African business forum- Not so long ago, doing business in Africa was regarded a tortuous process at best and downright impossible at worst. Everything, it seemed, conspired to stop you conducting your business with any measure of ease. No longer. The latest World Bank Doing Business report says that African countries are now among the world’s top reformers.
Sub-Saharan African countries are progressing in leaps and bounds in terms of ease of doing business, with the continent accounting for five of the top 10 most-improved regulatory environments for doing business worldwide. A number of African countries are implementing multiple reforms in the space of a year.
Nonetheless, entrepreneurs in Africa are still faced with some of the world’s most time-consuming and costly set-up procedures, calling for further well-designed regulatory attention and reform. According to the World Bank Group report, Doing Business 2015, sub-Saharan Africa has implemented the highest number of business regulatory reforms in the world over the past year, with 74% of the region’s economies improving their business regulatory environment for local entrepreneurs.
The World Bank Group found that over the course of the past year, 35 of 47 economies in sub-Saharan Africa implemented at least one regulatory reform making it easier to do business. Indeed, over the year covered by the report, only 21 countries worldwide made three reforms or more over the year, with six of these located in sub-Saharan Africa.
Out of a global 230 regulatory reforms occurring over the space of the year, 75 of these were attributable to the sub-Saharan Africa region.
Of these reforms made in sub-Saharan Africa, the data shows reform focuses on two areas: 39 of the reforms aimed to reduce the complexity and cost of regulatory processes, and the remaining 36 focused on strengthening legal institutions.
This divide in focus echoes reforms worldwide, with 63% of global business-oriented reforms looking to reduce the time-consuming, complicated and costly nature of regulatory processes, while the rest of the reforms aimed at strengthening legal institutions.

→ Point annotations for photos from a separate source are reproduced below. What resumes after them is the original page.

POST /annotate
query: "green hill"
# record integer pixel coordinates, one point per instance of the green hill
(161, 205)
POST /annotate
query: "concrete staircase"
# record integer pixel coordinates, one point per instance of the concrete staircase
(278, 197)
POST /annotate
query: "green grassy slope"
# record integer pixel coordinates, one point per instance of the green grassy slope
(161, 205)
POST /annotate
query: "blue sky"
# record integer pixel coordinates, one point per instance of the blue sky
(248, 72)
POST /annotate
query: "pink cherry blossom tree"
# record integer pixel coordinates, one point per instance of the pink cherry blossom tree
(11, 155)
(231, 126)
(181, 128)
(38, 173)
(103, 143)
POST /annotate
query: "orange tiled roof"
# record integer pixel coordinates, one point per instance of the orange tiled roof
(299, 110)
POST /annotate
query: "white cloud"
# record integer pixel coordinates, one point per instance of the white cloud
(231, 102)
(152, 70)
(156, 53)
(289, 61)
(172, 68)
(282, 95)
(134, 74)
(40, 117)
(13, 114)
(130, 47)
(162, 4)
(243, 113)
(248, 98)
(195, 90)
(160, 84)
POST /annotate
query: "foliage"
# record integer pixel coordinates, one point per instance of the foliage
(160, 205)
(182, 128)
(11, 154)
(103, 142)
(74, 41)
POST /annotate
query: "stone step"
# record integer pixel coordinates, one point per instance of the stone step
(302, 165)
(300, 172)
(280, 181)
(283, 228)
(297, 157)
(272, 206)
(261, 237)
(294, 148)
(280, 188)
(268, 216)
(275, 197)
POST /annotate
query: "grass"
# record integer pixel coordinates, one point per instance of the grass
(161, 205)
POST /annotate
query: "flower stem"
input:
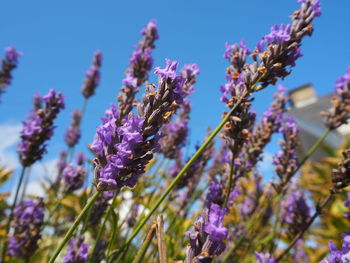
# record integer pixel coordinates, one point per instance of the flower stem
(73, 227)
(313, 149)
(181, 173)
(230, 182)
(8, 224)
(319, 209)
(100, 231)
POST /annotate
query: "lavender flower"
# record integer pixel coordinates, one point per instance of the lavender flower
(347, 204)
(177, 130)
(39, 128)
(73, 177)
(27, 223)
(140, 62)
(340, 175)
(286, 160)
(99, 207)
(264, 257)
(295, 212)
(206, 239)
(340, 111)
(123, 152)
(8, 63)
(133, 215)
(283, 49)
(92, 76)
(300, 256)
(73, 133)
(269, 124)
(78, 251)
(342, 255)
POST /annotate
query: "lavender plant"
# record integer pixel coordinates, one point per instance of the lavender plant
(217, 203)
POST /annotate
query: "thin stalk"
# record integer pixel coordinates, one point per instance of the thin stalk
(312, 150)
(73, 227)
(182, 172)
(312, 219)
(100, 231)
(8, 224)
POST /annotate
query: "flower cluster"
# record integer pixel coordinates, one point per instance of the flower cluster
(92, 76)
(78, 251)
(28, 219)
(8, 63)
(340, 111)
(73, 133)
(122, 152)
(39, 128)
(73, 177)
(295, 212)
(140, 63)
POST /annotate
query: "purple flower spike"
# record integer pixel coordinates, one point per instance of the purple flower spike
(92, 76)
(78, 251)
(39, 128)
(27, 224)
(215, 229)
(169, 72)
(8, 64)
(73, 133)
(342, 255)
(278, 34)
(339, 114)
(264, 258)
(73, 177)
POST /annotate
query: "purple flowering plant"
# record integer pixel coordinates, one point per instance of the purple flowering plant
(137, 195)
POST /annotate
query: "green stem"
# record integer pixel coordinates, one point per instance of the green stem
(26, 182)
(319, 209)
(312, 150)
(73, 227)
(100, 231)
(8, 224)
(183, 171)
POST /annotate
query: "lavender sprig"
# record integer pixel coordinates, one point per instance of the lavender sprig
(73, 133)
(286, 160)
(340, 111)
(122, 152)
(77, 251)
(39, 128)
(8, 64)
(140, 63)
(28, 219)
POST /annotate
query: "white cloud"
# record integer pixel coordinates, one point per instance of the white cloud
(9, 134)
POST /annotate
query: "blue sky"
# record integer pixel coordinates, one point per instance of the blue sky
(58, 39)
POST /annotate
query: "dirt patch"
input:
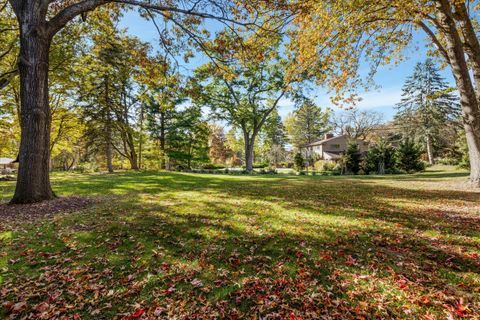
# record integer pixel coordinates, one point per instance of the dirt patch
(29, 212)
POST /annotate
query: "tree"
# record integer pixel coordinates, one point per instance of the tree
(166, 94)
(299, 162)
(40, 21)
(307, 123)
(108, 92)
(331, 37)
(243, 84)
(408, 156)
(273, 140)
(188, 142)
(427, 106)
(358, 124)
(380, 158)
(351, 158)
(217, 142)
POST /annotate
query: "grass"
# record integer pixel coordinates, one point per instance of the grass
(215, 246)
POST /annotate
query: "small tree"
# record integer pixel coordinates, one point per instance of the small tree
(299, 161)
(408, 157)
(380, 158)
(427, 107)
(351, 158)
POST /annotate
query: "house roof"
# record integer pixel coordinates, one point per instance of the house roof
(331, 155)
(325, 140)
(6, 161)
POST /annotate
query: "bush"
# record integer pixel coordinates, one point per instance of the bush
(351, 158)
(299, 162)
(325, 165)
(449, 161)
(212, 166)
(408, 157)
(380, 159)
(260, 165)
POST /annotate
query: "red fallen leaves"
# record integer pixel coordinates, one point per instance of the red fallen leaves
(459, 309)
(350, 261)
(294, 317)
(402, 284)
(135, 315)
(326, 257)
(14, 307)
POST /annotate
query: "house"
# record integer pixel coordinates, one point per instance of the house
(332, 147)
(7, 165)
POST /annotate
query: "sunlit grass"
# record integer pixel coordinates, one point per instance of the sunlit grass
(383, 246)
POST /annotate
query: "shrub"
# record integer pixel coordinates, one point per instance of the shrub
(380, 159)
(260, 165)
(351, 158)
(324, 165)
(409, 157)
(449, 161)
(299, 162)
(212, 166)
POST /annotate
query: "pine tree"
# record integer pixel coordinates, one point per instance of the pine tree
(426, 107)
(307, 124)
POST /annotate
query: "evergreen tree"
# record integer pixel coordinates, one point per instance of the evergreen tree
(351, 158)
(408, 157)
(426, 107)
(380, 158)
(307, 124)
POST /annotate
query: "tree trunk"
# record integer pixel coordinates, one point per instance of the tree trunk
(162, 141)
(249, 156)
(33, 182)
(468, 98)
(133, 160)
(140, 144)
(431, 159)
(108, 129)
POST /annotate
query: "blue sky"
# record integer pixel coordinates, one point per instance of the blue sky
(389, 78)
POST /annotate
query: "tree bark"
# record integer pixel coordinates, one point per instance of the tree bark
(108, 129)
(249, 145)
(33, 182)
(468, 98)
(431, 159)
(163, 165)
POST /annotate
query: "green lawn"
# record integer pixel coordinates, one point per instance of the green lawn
(174, 245)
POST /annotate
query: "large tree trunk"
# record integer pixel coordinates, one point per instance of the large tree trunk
(249, 145)
(133, 160)
(108, 147)
(163, 165)
(468, 97)
(431, 159)
(108, 129)
(33, 182)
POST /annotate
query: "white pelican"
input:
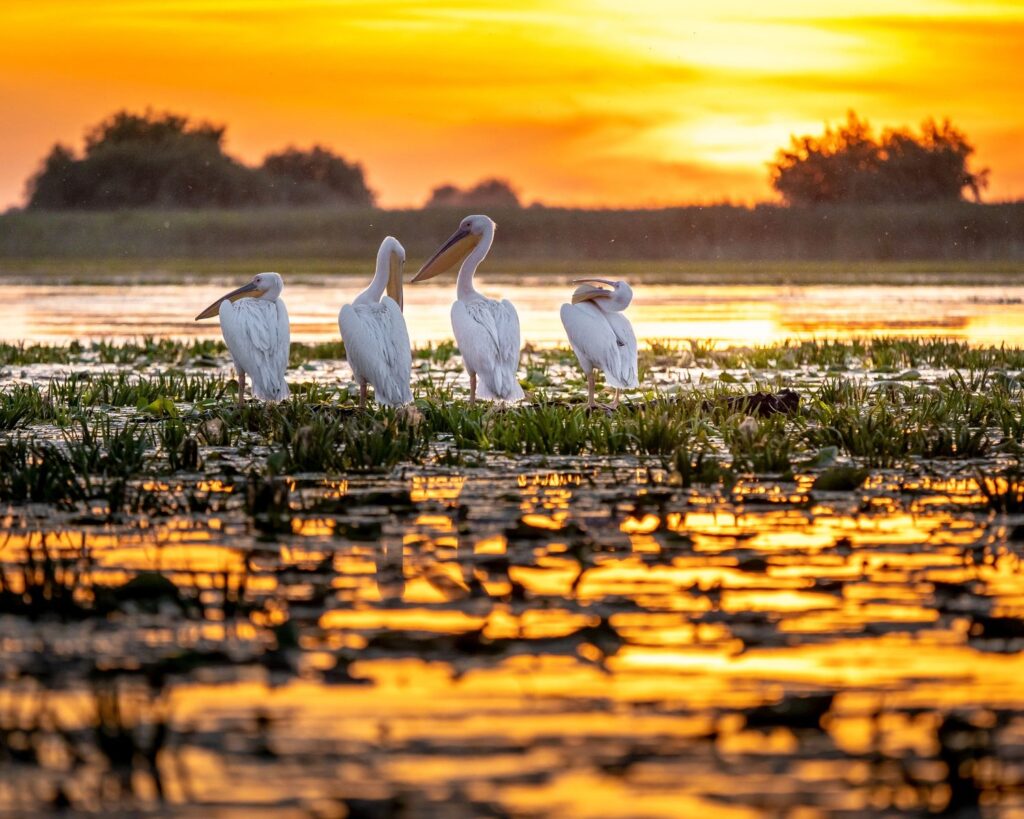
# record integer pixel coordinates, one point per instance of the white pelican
(375, 334)
(485, 330)
(601, 336)
(254, 322)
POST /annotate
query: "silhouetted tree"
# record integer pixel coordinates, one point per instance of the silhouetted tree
(312, 175)
(133, 160)
(488, 194)
(849, 165)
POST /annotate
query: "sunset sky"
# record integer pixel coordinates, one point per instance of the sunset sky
(621, 102)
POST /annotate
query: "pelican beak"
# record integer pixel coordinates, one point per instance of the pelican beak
(246, 291)
(449, 255)
(598, 281)
(396, 267)
(589, 293)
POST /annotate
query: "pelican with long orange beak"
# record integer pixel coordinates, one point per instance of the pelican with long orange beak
(254, 322)
(485, 330)
(375, 333)
(601, 337)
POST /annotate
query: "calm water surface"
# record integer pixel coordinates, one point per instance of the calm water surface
(730, 314)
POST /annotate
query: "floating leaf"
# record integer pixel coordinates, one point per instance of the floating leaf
(840, 479)
(162, 407)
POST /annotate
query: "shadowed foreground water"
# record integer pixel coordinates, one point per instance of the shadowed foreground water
(757, 314)
(529, 638)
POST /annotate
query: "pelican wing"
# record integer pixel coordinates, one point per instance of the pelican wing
(625, 375)
(591, 336)
(378, 348)
(487, 334)
(257, 336)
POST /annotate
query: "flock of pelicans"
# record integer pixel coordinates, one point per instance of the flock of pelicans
(254, 322)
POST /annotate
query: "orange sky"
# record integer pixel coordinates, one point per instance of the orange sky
(609, 102)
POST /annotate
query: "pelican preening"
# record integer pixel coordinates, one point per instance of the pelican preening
(601, 337)
(485, 330)
(254, 322)
(375, 334)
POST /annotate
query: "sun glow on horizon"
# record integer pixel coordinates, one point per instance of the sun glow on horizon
(587, 103)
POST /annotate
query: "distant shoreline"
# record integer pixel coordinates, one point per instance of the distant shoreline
(763, 244)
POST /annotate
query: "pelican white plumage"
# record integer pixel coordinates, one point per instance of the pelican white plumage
(601, 337)
(375, 333)
(485, 330)
(254, 322)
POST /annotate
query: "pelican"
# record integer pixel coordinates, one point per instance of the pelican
(485, 330)
(601, 336)
(375, 334)
(254, 322)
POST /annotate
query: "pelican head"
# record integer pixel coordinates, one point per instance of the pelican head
(471, 231)
(263, 286)
(614, 300)
(393, 254)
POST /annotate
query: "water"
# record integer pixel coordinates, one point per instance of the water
(560, 639)
(733, 314)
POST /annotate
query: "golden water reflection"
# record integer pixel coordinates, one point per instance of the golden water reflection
(549, 643)
(983, 314)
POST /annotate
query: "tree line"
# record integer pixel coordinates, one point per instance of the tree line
(165, 160)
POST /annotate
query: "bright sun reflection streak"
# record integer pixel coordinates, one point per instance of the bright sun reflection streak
(729, 314)
(516, 658)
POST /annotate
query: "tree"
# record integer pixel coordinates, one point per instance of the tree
(849, 165)
(487, 194)
(316, 174)
(134, 160)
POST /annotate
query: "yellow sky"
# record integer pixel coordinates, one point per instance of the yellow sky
(610, 102)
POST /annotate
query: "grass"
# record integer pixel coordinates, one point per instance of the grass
(866, 401)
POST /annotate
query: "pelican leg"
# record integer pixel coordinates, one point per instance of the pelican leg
(613, 404)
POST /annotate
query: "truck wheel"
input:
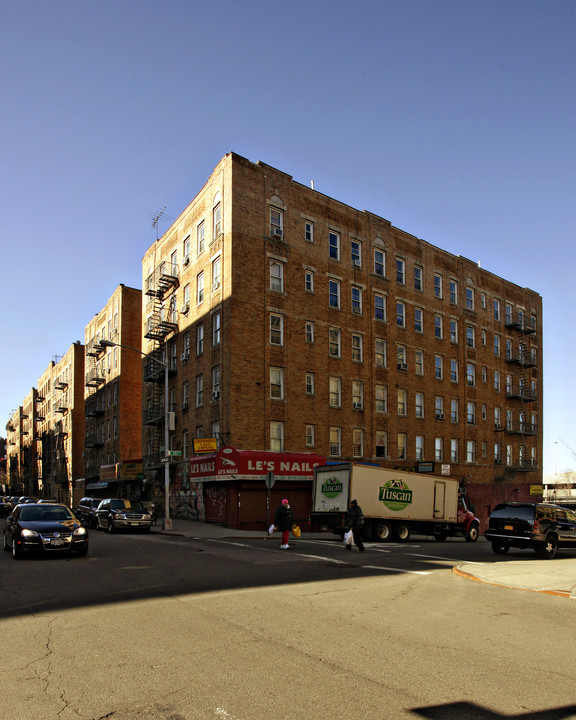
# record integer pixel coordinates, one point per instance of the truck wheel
(473, 532)
(402, 532)
(383, 531)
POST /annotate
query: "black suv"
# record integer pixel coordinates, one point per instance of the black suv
(86, 511)
(539, 526)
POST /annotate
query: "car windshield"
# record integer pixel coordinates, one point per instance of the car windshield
(37, 513)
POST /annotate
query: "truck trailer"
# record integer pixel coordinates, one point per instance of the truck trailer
(395, 503)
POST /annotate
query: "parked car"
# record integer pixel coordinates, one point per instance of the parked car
(39, 527)
(117, 514)
(539, 526)
(86, 511)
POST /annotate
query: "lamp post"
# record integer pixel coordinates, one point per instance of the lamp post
(167, 520)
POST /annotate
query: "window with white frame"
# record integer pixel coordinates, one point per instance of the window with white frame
(277, 383)
(379, 263)
(277, 436)
(334, 293)
(276, 276)
(276, 329)
(335, 342)
(335, 392)
(334, 245)
(310, 384)
(356, 293)
(381, 443)
(335, 442)
(380, 399)
(380, 352)
(356, 251)
(276, 222)
(357, 348)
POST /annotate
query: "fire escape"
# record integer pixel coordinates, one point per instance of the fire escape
(162, 321)
(521, 390)
(94, 408)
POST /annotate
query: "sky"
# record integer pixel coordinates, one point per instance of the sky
(453, 119)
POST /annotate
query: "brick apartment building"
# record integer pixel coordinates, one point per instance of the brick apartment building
(113, 398)
(292, 322)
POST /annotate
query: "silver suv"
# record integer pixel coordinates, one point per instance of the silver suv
(117, 514)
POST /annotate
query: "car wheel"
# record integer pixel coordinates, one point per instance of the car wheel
(383, 531)
(500, 548)
(548, 548)
(402, 532)
(473, 532)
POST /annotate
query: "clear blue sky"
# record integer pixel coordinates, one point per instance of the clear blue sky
(453, 119)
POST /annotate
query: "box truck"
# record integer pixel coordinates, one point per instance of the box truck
(395, 503)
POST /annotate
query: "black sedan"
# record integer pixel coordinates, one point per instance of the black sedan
(44, 528)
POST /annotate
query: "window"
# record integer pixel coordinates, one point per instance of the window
(310, 384)
(357, 394)
(276, 329)
(402, 396)
(200, 288)
(356, 251)
(454, 410)
(453, 370)
(357, 443)
(438, 326)
(437, 285)
(217, 220)
(276, 276)
(334, 245)
(419, 447)
(381, 443)
(417, 277)
(379, 263)
(453, 292)
(335, 392)
(419, 362)
(334, 293)
(199, 390)
(357, 348)
(309, 332)
(277, 436)
(277, 383)
(438, 369)
(276, 222)
(418, 320)
(200, 339)
(335, 342)
(401, 445)
(419, 405)
(310, 432)
(380, 399)
(400, 314)
(200, 237)
(216, 267)
(335, 442)
(380, 352)
(379, 307)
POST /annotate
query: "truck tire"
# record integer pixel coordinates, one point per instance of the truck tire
(383, 531)
(402, 532)
(473, 532)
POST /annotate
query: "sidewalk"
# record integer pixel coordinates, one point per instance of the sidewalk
(552, 577)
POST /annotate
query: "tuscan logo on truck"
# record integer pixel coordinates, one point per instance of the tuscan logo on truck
(331, 488)
(395, 495)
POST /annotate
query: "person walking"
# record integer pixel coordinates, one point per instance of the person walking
(355, 522)
(284, 521)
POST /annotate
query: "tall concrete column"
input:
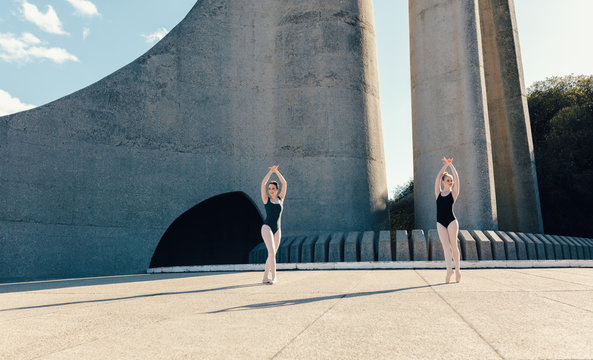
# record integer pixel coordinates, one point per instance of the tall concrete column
(449, 110)
(517, 195)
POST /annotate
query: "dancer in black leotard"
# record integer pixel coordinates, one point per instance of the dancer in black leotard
(447, 224)
(270, 230)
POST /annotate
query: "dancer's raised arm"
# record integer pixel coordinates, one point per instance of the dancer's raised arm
(283, 182)
(264, 191)
(437, 181)
(456, 181)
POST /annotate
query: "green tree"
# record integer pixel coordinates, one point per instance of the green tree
(561, 112)
(401, 207)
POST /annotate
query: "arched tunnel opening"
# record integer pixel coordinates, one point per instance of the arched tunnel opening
(219, 230)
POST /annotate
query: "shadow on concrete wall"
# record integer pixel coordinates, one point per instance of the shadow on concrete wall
(219, 230)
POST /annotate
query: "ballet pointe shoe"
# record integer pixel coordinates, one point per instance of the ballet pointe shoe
(448, 278)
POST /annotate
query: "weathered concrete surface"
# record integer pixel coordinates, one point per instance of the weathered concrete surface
(517, 196)
(511, 249)
(385, 246)
(482, 245)
(352, 246)
(449, 110)
(90, 182)
(402, 246)
(498, 252)
(435, 248)
(419, 249)
(322, 248)
(367, 246)
(469, 102)
(401, 314)
(469, 249)
(336, 247)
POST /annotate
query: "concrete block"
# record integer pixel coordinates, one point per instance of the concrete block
(543, 252)
(402, 246)
(529, 245)
(322, 248)
(586, 252)
(352, 246)
(435, 248)
(563, 245)
(384, 246)
(419, 250)
(576, 250)
(482, 245)
(498, 249)
(308, 248)
(283, 253)
(254, 257)
(469, 250)
(588, 243)
(336, 247)
(510, 247)
(295, 249)
(580, 247)
(552, 245)
(367, 246)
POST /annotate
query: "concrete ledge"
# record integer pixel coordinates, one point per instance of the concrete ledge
(482, 245)
(384, 247)
(352, 246)
(402, 246)
(484, 264)
(419, 251)
(524, 250)
(468, 246)
(336, 247)
(510, 247)
(283, 254)
(307, 249)
(367, 246)
(498, 250)
(322, 248)
(295, 249)
(435, 248)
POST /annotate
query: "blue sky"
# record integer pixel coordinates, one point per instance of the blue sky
(51, 48)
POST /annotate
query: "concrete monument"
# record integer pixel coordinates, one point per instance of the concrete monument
(90, 182)
(468, 102)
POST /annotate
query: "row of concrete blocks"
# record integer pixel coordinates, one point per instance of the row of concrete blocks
(415, 246)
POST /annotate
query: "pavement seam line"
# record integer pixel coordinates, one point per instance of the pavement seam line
(461, 316)
(314, 321)
(551, 278)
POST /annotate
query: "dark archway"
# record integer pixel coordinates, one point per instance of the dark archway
(219, 230)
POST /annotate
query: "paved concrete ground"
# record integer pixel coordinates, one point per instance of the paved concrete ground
(492, 313)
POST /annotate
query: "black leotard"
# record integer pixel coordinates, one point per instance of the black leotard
(273, 213)
(445, 213)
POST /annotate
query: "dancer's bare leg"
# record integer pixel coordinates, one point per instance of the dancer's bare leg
(277, 236)
(444, 237)
(453, 229)
(268, 237)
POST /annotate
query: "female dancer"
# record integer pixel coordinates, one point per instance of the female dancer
(447, 224)
(270, 230)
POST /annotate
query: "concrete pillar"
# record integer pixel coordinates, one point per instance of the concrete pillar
(449, 110)
(517, 197)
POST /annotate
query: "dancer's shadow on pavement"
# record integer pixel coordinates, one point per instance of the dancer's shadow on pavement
(271, 304)
(132, 297)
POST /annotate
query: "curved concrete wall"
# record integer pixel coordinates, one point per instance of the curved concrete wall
(90, 182)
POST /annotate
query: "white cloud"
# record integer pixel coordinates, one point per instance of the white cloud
(84, 7)
(26, 47)
(48, 21)
(157, 35)
(10, 105)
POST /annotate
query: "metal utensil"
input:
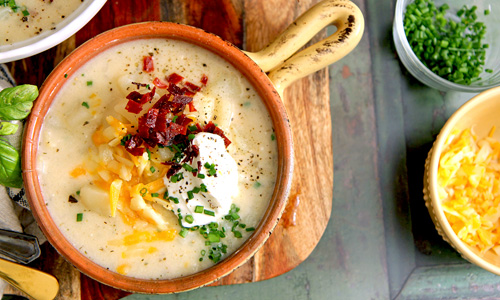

“Among reforms to reduce the complexity of regulatory processes, those in the area of starting a business were the most common, followed by reforms in paying taxes. In 2013/14, as in earlier years, many of the reforms making it easier to start a business focused on introducing a one-stop shop or eliminating the minimum capital requirement,” says Frédéric Meunier, co-author of Doing Business 2015.
“Globally, the most common features of tax reforms in the past year were the introduction or enhancement of electronic systems and the simplification of taxes,” he says, adding that the Republic of Congo, Senegal and Zambia were among those African countries to merge or simplify certain taxes.
On a regional level, sub-Saharan Africa is showing the biggest reduction in the overall tax rate since 2004, although this total rate is still higher than in other regions. On average, the total tax rate dropped by 17% between 2004 and 2012, to 53.4% of commercial profit. “Among reforms to strengthen legal institutions, the largest numbers were recorded in the areas of getting credit and protecting minority investors,” Meunier says.
Having measured the ease of doing business worldwide since 2005, the World Bank Group’s statistics show that all of the economies in the sub-Saharan Africa region have regularly conducted business-focused regulatory reforms across the indicators measured by Doing Business – namely, starting a business, dealing with construction permits, getting electricity, registering property, getting credit, protecting minority investors, paying taxes, trading across borders, enforcing contracts and resolving insolvency.